Peanut (Arachis hypogaea) allergen powder-dnfp (PTAH) is the first oral immunotherapy indicated for children aged 4 to 17 years with peanut allergy. There are limited real-world data on patients treated with PTAH.

OBJECTIVE

To characterize pediatric patients treated with PTAH and associated treatment patterns in US clinical practice.

METHODS

US-based physicians with allergy and immunology training treating patients with peanut allergy aged 4 to 17 years with PTAH were recruited from an existing physician panel and completed an online case report form (October to December 2021) with data abstracted from patient medical charts. Physician practice circumstances, patient characteristics, and PTAH treatment patterns were reported. Time to reach the 300-mg dose and treatment persistence were assessed using Kaplan-Meier analysis.

RESULTS

A geographically balanced sample of 43 physicians contributed data for 118 demographically diverse pediatric patients. Patients had heterogeneous diagnostic test results, with a wide range of peanut-specific immunoglobulin E levels; 6.8% received an oral food challenge. During the updosing phase, there were no temporary interruptions and 5.1% of the patients required downdosing. Patients reached the 300-mg dose at a median of 21.3 weeks post-initiation.
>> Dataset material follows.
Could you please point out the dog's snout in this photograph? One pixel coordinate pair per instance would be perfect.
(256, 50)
The rate of PTAH persistence at 24 weeks was 93.4%. Only 1 patient discontinued treatment because of treatment-related systemic allergic symptoms, and the remaining discontinuations were for reasons other than treatment-related symptoms. Prophylactic antihistamines were used by 33.9% of the patients to prevent PTAH adverse effects.

CONCLUSION

PTAH was prescribed in demographically diverse patients with a wide range of peanut-specific immunoglobulin E levels. Treatment persistence with PTAH was high in this study population, with a small number of patients experiencing treatment modification.